Question

A 0.5kg stone moving north at 4 m/s collides with a 4kg lump of clay moving west at 1 m/s. The stone becomes embedded in the clay. What is the velocity (magnitude and direction) of the composite body after the collision?

Answer 1

Answer:

The velocity of the composite body is 0.99m/s 63.43° west of north.

Explanation:

Here the law of conservation of energy says that

$(1).\: \: m_1v_1cos(0)+m_2v_2cos(90^o)=(m_1+m_2)v_f cos(\theta)$

$(2).\: \: m_1v_1sin(0)+m_2v_2sin(90^o)=(m_1+m_2)v_f sin(\theta)$

where $v_f$ is the final velocity if the composite body, and $\theta$ is measured from west of north.

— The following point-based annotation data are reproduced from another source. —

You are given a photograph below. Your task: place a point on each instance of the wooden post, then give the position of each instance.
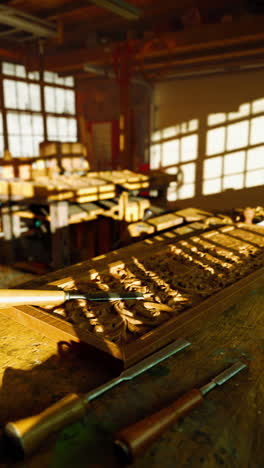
(59, 226)
(123, 64)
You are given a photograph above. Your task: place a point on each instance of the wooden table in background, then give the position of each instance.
(227, 430)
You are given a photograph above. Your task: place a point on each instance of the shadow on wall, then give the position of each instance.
(220, 153)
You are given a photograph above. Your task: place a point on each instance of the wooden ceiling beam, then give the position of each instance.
(169, 45)
(213, 59)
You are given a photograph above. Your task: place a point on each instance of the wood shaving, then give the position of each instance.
(180, 277)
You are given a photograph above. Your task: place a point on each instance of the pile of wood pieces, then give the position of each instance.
(174, 277)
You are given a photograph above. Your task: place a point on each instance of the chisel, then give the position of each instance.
(27, 434)
(133, 440)
(15, 297)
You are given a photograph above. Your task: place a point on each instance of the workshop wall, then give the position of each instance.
(212, 130)
(98, 102)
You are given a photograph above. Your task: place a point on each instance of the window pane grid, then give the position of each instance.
(22, 101)
(235, 151)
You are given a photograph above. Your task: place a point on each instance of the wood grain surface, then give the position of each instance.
(227, 431)
(208, 272)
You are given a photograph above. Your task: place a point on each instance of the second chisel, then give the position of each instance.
(134, 439)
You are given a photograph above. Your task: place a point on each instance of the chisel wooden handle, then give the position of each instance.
(28, 433)
(12, 297)
(134, 439)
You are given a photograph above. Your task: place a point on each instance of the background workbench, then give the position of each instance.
(228, 430)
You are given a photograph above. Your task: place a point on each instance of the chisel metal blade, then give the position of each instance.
(105, 296)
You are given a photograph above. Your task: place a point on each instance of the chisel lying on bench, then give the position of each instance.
(27, 434)
(133, 440)
(15, 297)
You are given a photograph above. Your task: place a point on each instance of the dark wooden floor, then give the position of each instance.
(227, 431)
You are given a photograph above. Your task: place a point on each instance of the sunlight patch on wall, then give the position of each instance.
(170, 132)
(189, 148)
(237, 135)
(212, 186)
(255, 178)
(155, 156)
(257, 130)
(216, 119)
(215, 141)
(213, 167)
(258, 106)
(175, 150)
(243, 111)
(255, 159)
(170, 152)
(235, 181)
(234, 162)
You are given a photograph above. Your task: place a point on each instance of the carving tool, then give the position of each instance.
(15, 297)
(133, 440)
(30, 432)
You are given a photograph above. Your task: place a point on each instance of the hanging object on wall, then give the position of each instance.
(191, 17)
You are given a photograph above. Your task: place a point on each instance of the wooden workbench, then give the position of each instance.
(227, 431)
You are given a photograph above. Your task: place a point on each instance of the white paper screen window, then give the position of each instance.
(25, 132)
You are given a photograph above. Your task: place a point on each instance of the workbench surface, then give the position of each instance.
(227, 430)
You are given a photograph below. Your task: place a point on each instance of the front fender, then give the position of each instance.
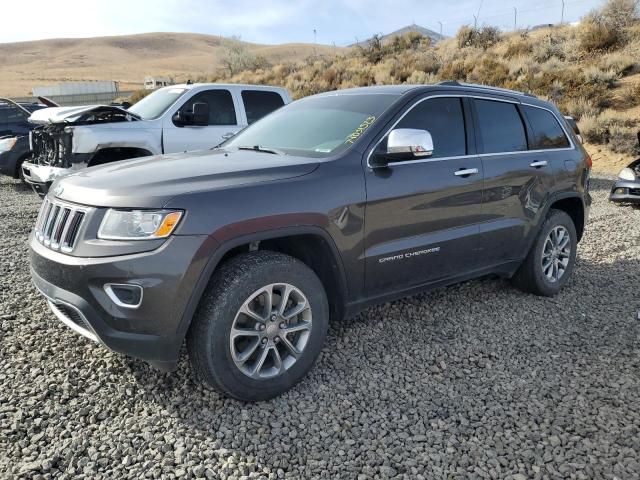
(90, 139)
(217, 251)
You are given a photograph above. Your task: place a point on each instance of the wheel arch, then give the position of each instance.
(573, 206)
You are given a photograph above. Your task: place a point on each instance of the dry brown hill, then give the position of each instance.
(128, 58)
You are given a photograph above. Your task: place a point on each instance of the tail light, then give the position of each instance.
(588, 162)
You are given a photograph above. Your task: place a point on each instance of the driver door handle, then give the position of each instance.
(465, 172)
(538, 164)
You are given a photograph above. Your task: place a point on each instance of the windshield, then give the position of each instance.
(316, 126)
(154, 105)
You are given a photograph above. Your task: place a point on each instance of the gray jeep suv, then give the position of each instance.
(329, 205)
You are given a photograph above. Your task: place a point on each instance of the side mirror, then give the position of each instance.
(404, 144)
(200, 114)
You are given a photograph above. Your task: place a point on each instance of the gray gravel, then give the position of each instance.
(473, 381)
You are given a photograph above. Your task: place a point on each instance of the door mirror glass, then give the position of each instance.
(405, 144)
(201, 114)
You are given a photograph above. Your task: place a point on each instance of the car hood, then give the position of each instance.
(50, 115)
(150, 182)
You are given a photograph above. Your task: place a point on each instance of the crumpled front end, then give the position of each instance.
(52, 145)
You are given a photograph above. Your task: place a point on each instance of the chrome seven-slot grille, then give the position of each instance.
(58, 225)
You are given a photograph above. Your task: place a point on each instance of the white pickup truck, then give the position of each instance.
(172, 119)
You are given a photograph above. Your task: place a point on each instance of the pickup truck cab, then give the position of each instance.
(172, 119)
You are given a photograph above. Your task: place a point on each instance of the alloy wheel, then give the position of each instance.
(556, 253)
(270, 331)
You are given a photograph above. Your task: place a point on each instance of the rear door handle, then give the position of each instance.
(539, 164)
(465, 172)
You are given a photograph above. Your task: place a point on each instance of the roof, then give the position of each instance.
(452, 85)
(223, 85)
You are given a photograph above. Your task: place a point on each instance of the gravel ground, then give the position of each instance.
(473, 381)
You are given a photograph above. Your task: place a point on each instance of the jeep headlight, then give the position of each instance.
(627, 174)
(7, 144)
(138, 224)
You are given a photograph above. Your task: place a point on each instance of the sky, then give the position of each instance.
(273, 21)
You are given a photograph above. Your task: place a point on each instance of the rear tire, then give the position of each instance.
(245, 341)
(551, 260)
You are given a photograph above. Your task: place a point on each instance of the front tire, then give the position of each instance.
(260, 327)
(551, 260)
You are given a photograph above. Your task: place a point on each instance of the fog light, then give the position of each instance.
(124, 295)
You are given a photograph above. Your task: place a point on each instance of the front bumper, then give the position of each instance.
(625, 191)
(154, 331)
(40, 177)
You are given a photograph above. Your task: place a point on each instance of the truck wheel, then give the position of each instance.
(552, 258)
(260, 326)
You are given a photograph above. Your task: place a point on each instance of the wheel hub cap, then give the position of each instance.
(270, 331)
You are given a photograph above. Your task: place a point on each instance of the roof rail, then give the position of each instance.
(455, 83)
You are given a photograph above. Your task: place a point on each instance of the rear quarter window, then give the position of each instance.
(501, 128)
(547, 132)
(259, 103)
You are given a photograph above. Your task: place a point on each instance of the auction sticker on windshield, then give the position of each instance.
(360, 130)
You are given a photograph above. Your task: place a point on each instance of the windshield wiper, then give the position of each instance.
(260, 148)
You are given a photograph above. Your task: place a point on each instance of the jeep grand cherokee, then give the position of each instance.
(324, 207)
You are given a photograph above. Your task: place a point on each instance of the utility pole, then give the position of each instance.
(476, 17)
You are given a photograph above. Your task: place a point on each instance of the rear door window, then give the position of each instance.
(547, 132)
(221, 109)
(501, 128)
(444, 119)
(4, 114)
(258, 103)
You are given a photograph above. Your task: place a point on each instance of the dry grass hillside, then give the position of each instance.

Putting in numbers and simplifying the above equation we get:

$(3).\: \: m_1v_1=(m_1+m_2)v_f cos(\theta)$

$(4).\: \: m_2v_2=(m_1+m_2)v_f sin(\theta)$

dividing equation (4) by (3) gives

$\dfrac{ m_2v_2=(m_1+m_2)v_f sin(\theta)}{ m_1v_1=(m_1+m_2)v_f cos(\theta)}$

$\dfrac{m_2v_2}{m_1v_1} = \dfrac{sin(\theta)}{ cos(\theta)}$

$(5).\: \: tan(\theta) = \dfrac{m_2v_2}{m_1v_1}$

putting in $m_1 = 0.5kg$, $v_1 = 4m/s$, $m_2 = 4kg$, and $v_2 = 1m/s$ we get:

$tan(\theta) = \dfrac{(4kg)(1m/s)}{(0.5kg)(4m/s)}$

$\boxed{\theta = 63.43^o}$

Thus, the final velocity $v_f$ we get from equation (3) is:

$v_f=\dfrac{m_1v_1}{(m_1+m_2)cos(\theta)}$

$v_f=\dfrac{(0.5kg)(4m/s)}{(4kg+0.5kg)cos(63.43^o)}$

$\boxed{v_f = 0.99m/s}$

Thus, the velocity of the composite body is 0.99m/s 63.43° west of north.